I can only tell you my story. I had the same opinion as you do now, and
because I became intrested in economics I started reading a lot about it and
these tech monopoly cases pushed my attention towards these antitrust laws and
my research change my mind.

And its not even the case that these laws were put in place with good
intention and then they were abused, but the other way around they were put in
place to be abused.

> My point was that you can argue the negatives outweigh the benefits, but
> "you can choose not to use them" in the context of a monopolies debate isn't
> relevant.

The question really is, what is a monopoly. Its suprisingly hard to answer. Is
the defintion that there are no real alternatives? Or that they have a market
share of X%. Is a company that has a techniclly unique product a monoply
because nobody else can produce it. If you think about it, everything is a
monoply, nobody else can produce the exact thing you do. So there is a
question about granularity of monopoly definition. Some might say 'over one
market' but that is very vage as well. Take the car as a example, does it only
compete with other cars of simular size or does it also compet with airplanes
and trains? Does a car sometimes play in the same market as skype, because if
I can work remotely I dont need a car.

In economics, price theory is used, when a company can push the price over
some equillibrum price its a monopoly but that of course cant really be used
in the case of google or the internet explorer case.

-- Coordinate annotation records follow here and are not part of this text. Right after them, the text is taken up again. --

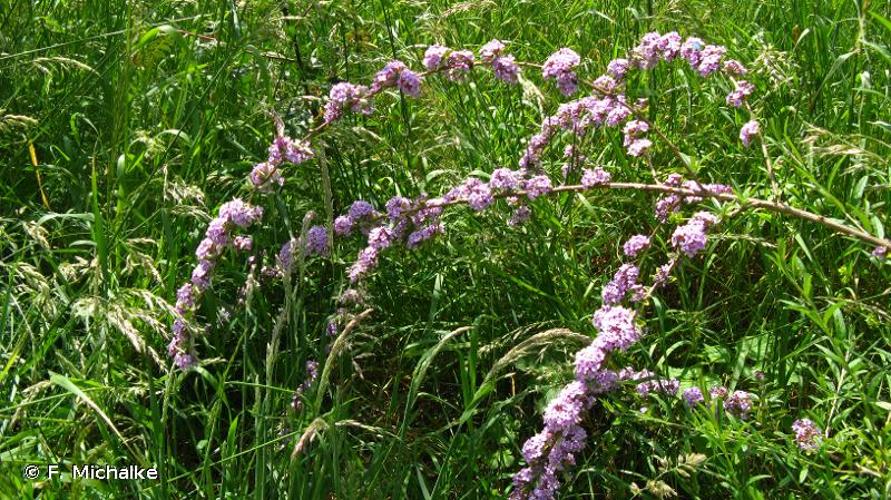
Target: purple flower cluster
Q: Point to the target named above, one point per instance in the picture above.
(691, 237)
(693, 396)
(266, 175)
(312, 373)
(218, 236)
(595, 177)
(554, 448)
(347, 96)
(634, 141)
(748, 131)
(624, 281)
(654, 47)
(743, 90)
(560, 66)
(807, 434)
(738, 404)
(635, 245)
(503, 65)
(578, 117)
(397, 74)
(315, 242)
(357, 98)
(652, 384)
(456, 63)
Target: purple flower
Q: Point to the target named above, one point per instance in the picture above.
(538, 186)
(366, 262)
(266, 175)
(433, 57)
(734, 67)
(421, 235)
(409, 83)
(506, 69)
(459, 63)
(669, 387)
(343, 225)
(634, 129)
(243, 243)
(490, 51)
(595, 177)
(534, 448)
(380, 238)
(617, 114)
(185, 298)
(689, 238)
(202, 273)
(670, 46)
(565, 410)
(738, 96)
(240, 213)
(217, 232)
(639, 147)
(285, 148)
(605, 84)
(520, 215)
(710, 59)
(693, 396)
(396, 205)
(623, 280)
(286, 255)
(807, 434)
(617, 327)
(478, 194)
(748, 131)
(691, 51)
(504, 179)
(738, 404)
(646, 53)
(388, 76)
(346, 95)
(718, 392)
(184, 361)
(666, 206)
(316, 241)
(360, 209)
(618, 68)
(560, 66)
(663, 273)
(589, 362)
(635, 245)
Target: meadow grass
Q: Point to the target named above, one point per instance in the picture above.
(124, 124)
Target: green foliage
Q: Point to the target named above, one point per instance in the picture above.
(144, 116)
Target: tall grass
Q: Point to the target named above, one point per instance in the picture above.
(144, 116)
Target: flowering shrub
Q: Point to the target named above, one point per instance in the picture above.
(410, 222)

Also "you can choose not to use them" is relevant, because thats the last
competition even the biggest monoply provider faces. For everything that is
not a live or death question you have the option to not use it. Befor some
pruduct/service X was invented you could live without X and now a monopoly
provides X, you are not forced to buy X now, you can just go on with your live
unchanged. This is very relevant in the economic analysis of markets and
monopolys.

Im not saying monopolys are not sometimes a problem, im just saying that the
issue is far more complicated then it seams.

------
jasonisalive
It's nonsense like this that makes me really doubt whether Europe has a
future. So much negativity.

------
happyscrappy
Europeans can flag these stories out of existence all they like but they are
the ones stuck with these ridiculous rulings.